プロモードでは、任意の点の温度を計測することができます。ROI(関心領域:Region of Interest)をクリック、ポイントを選択し、計測箇所をタップすると測定ポイントを最大3箇所追加できます。

計測はポイント(点)のほかに、ボックスラインなど各3個まで追加可能です。そのほか、スケールを選択すると強調する温度範囲を指定することもできます。例えば人間だけを強調する場合は35℃〜39℃のように範囲を指定します。

屋外で撮影

旭川の河川敷で撮影です。この日は暑かったので、夕方でもアスファルトに熱が残っているため、人が通ってもいまいちはっきり区別できませんね。空と川は温度が低いので青くなっています。

日にちを変えて、雨上がりに西川緑道公園で撮影してみました。普通のカメラで撮ると写真のような感じです。

雨で地面の温度が下がっているので撮影しやすい環境です。サーマルカメラで撮影すると、ベンチに座っている人や電灯など熱源が赤く表示されます。肉眼では気づきませんでしたが、手前のベンチに野良猫が2匹座っているのがわかります。
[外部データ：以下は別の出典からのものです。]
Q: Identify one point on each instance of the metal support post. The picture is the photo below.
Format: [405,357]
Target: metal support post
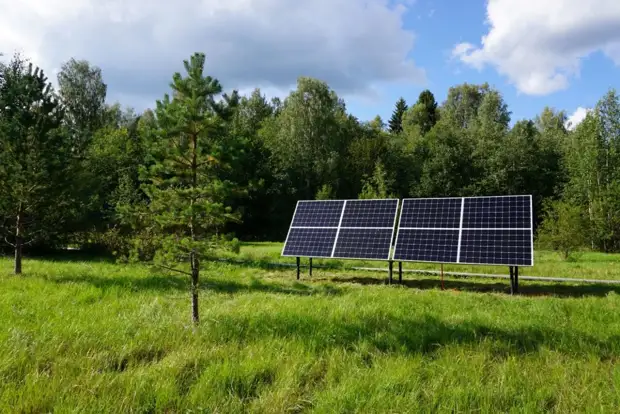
[516,279]
[442,286]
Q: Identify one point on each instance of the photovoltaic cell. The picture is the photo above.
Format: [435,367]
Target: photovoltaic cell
[324,213]
[472,230]
[364,243]
[506,247]
[438,246]
[431,213]
[360,229]
[497,212]
[310,242]
[369,213]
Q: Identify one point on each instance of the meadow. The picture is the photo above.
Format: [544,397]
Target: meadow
[91,335]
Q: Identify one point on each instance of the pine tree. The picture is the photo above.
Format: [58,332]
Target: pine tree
[424,113]
[33,157]
[187,198]
[396,121]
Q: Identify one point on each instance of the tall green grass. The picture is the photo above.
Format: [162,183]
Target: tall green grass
[101,337]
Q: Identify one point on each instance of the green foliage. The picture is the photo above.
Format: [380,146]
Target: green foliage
[34,160]
[424,114]
[186,209]
[378,185]
[82,93]
[325,193]
[396,121]
[563,229]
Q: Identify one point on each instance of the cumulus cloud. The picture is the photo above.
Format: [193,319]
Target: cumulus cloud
[538,45]
[576,118]
[353,45]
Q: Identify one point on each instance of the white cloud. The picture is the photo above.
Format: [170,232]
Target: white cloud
[139,44]
[576,118]
[538,44]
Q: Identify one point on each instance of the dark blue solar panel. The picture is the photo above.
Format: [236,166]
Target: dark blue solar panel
[431,213]
[369,213]
[439,246]
[310,242]
[364,243]
[497,247]
[324,213]
[497,212]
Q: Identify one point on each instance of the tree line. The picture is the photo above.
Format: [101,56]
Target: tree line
[204,167]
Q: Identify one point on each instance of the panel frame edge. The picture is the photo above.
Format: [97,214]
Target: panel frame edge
[289,230]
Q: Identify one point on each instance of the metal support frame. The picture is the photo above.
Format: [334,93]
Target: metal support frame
[442,286]
[514,280]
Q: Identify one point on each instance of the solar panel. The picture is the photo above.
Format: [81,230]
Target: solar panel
[417,245]
[470,230]
[364,243]
[323,213]
[311,242]
[347,229]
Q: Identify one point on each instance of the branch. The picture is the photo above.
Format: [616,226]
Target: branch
[174,270]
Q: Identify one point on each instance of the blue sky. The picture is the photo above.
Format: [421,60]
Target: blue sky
[559,53]
[439,25]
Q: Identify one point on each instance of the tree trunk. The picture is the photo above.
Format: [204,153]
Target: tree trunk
[18,243]
[193,258]
[195,276]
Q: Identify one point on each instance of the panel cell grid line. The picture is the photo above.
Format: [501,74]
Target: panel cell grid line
[505,212]
[348,229]
[431,213]
[366,230]
[369,213]
[494,230]
[323,213]
[364,243]
[308,242]
[496,247]
[436,246]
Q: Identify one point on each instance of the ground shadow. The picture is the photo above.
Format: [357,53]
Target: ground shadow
[162,282]
[526,288]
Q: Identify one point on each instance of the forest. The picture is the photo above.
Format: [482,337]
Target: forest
[206,167]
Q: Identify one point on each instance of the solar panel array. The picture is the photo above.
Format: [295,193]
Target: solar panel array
[346,229]
[468,230]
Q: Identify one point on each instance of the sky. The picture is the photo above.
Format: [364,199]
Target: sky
[559,53]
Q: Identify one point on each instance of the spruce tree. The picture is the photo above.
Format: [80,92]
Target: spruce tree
[187,198]
[396,121]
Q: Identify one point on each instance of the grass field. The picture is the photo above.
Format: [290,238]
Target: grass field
[94,336]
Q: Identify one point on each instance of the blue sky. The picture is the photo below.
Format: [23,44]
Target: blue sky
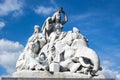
[98,20]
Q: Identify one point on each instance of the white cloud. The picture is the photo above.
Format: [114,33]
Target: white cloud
[9,6]
[44,10]
[107,72]
[9,52]
[2,24]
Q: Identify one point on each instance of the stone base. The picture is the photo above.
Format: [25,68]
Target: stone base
[46,74]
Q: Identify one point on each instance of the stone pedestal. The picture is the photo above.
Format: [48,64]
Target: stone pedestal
[46,74]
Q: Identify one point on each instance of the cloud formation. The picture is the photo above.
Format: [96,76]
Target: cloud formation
[109,73]
[41,10]
[9,52]
[2,24]
[9,6]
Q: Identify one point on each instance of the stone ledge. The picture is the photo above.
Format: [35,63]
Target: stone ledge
[46,74]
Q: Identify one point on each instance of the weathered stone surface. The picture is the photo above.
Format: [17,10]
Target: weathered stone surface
[46,74]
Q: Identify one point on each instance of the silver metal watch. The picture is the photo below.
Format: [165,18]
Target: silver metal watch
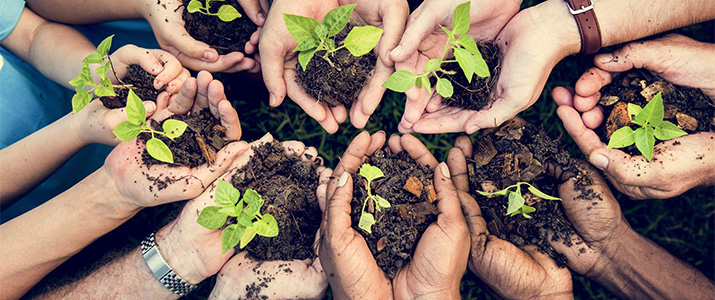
[161,270]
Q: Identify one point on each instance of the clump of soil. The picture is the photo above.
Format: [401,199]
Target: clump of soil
[520,152]
[204,136]
[477,94]
[288,187]
[407,185]
[140,81]
[222,36]
[689,108]
[341,83]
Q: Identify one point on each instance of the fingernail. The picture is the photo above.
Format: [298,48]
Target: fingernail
[599,161]
[605,58]
[445,170]
[343,179]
近所の公園に移動しました。普通のカメラで撮影すると写真のとおり真っ暗です。

サーマルカメラに切り替えると、滑り台の上に野良猫が寝ているのがわかります。

Raptorのサーマルカメラは写真のほかに、動画やタイムラプス撮影もできます。動画で撮影してみました。ネコが歩いていく様子がきれいに写っています。

CAT60と比較

2016年に購入・レビューしたCAT S60にはFLIRのサーマルカメラが搭載されているのでそちらと比較してみましょう。こちらはセンサーが80×60と、かなり粗い上に、フレームレートが8.7Hz。計測可能な距離が最大50ft(15m)です。7年前の商品でスペックは低いですが、機能自体は問題なく、今でも現役で活躍しています。

CAT S60のサーモカメラ画像です。サーマルセンサーの解像度が低いため全体的に粗い印象です。また、細かい設定ができないため、条件によっては人の位置を把握するのが難しいです。
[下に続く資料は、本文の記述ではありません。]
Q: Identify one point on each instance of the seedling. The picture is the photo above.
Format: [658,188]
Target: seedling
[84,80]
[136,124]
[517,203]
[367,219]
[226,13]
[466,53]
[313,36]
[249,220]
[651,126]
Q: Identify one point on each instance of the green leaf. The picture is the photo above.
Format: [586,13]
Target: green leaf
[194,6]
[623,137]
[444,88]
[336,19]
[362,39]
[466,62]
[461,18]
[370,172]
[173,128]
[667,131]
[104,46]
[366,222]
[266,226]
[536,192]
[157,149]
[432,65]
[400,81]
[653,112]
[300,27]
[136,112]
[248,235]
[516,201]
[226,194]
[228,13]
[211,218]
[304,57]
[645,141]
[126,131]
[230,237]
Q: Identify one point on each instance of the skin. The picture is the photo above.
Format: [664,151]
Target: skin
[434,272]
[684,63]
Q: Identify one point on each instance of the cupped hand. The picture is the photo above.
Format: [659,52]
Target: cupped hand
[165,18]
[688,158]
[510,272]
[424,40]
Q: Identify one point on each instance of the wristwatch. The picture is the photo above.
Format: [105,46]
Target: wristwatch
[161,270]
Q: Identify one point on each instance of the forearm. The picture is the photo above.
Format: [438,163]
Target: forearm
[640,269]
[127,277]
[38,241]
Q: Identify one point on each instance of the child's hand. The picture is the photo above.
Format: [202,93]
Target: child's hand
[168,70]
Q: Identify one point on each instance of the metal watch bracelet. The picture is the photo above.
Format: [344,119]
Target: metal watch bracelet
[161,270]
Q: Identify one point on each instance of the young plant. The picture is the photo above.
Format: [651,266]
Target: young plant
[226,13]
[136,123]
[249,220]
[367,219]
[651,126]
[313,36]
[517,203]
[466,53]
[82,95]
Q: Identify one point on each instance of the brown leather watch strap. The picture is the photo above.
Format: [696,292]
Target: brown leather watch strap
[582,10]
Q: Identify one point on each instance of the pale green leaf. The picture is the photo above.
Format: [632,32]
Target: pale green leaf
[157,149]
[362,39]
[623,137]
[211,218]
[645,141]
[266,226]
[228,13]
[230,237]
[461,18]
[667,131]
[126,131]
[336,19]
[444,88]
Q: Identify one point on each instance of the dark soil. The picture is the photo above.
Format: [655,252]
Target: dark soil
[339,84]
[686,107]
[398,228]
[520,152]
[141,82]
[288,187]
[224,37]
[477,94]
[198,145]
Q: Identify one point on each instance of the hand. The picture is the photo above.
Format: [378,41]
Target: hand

一方、Raptorは、解像度が高いのできめ細かい温度分布を確認できます。加えて、色の付く温度範囲を指定できるので視認性が高いです。きちんと設定すれば見つけたいものを見つけやすい。温度の分布も細かいですね。

総合評価☆☆☆☆☆

それでは、Raptorのサーマルカメラ評価です。良い点は、まず、従来モデルより解像度が大幅に向上し、画質が良くなっている点を挙げることができます。最長1キロ先まで感知できるようになったのもうれしいですね。屋外でも広範囲に撮影できます。野鳥撮影など野生動物を見つけるときにも使えそうな感じです。色づけする温度範囲を細かく調整できる点も評価できます。

難点は、クイックモードだと任意の点を選択できない点、加えてプロモードでは設定がやや複雑な点ですかね。日本語マニュアルがないため設定方法を把握するまでに時間を少し要しました。

とはいえ、サーマルカメラはあると便利な機能です。電気代高くて節電対策があれこれ必要なご時世で、家電製品の発熱チェックなど役立つ場面は多いでしょう。評価は満足の星5つです。